Stability and Identification of Random Asynchronous Linear Time-Invariant Systems

TL;DR

This paper explores how randomization and asynchrony affect the stability of linear systems, revealing that they can stabilize systems that are unstable in synchronous form, and proposes a method for system identification from data.

Contribution

It introduces a general model for random asynchronous LTI systems, analyzes their stability properties, and develops a systematic identification method for unknown randomized systems.

Findings

Random asynchronous LTI systems can be stable even if synchronous systems are unstable.

The stability of these systems is characterized by an extended Lyapunov equation.

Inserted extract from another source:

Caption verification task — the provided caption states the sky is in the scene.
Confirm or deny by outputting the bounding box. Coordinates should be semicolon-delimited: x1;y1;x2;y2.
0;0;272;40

The proposed identification method accurately recovers system parameters from data.

Abstract

In many computational tasks and dynamical systems, asynchrony and randomization are naturally present and have been considered as ways to increase the speed and reduce the cost of computation while compromising the accuracy and convergence rate. In this work, we show the additional benefits of randomization and asynchrony on the stability of linear dynamical systems. We introduce a natural model for random asynchronous linear time-invariant (LTI) systems which generalizes the standard (synchronous) LTI systems. In this model, each state variable is updated randomly and asynchronously with some probability according to the underlying system dynamics. We examine how the mean-square stability of random asynchronous LTI systems vary with respect to randomization and asynchrony. Surprisingly, we show that the stability of random asynchronous LTI systems does not imply or is not implied by the stability of the synchronous variant of the system and an unstable synchronous system can be stabilized via randomization and/or asynchrony. We further study a special case of the introduced model, namely randomized LTI systems, where each state element is updated randomly with some fixed but unknown probability. We consider the problem of system identification of unknown randomized LTI systems using the precise characterization of mean-square stability via extended Lyapunov equation. For unknown randomized LTI systems, we propose a systematic identification method to recover the underlying dynamics. Given a single input/output trajectory, our method estimates the model parameters that govern the system dynamics, the update probability of state variables, and the noise covariance using the correlation matrices of collected data and the extended Lyapunov equation. Finally, we empirically demonstrate that the proposed method consistently recovers the underlying system dynamics with the optimal rate.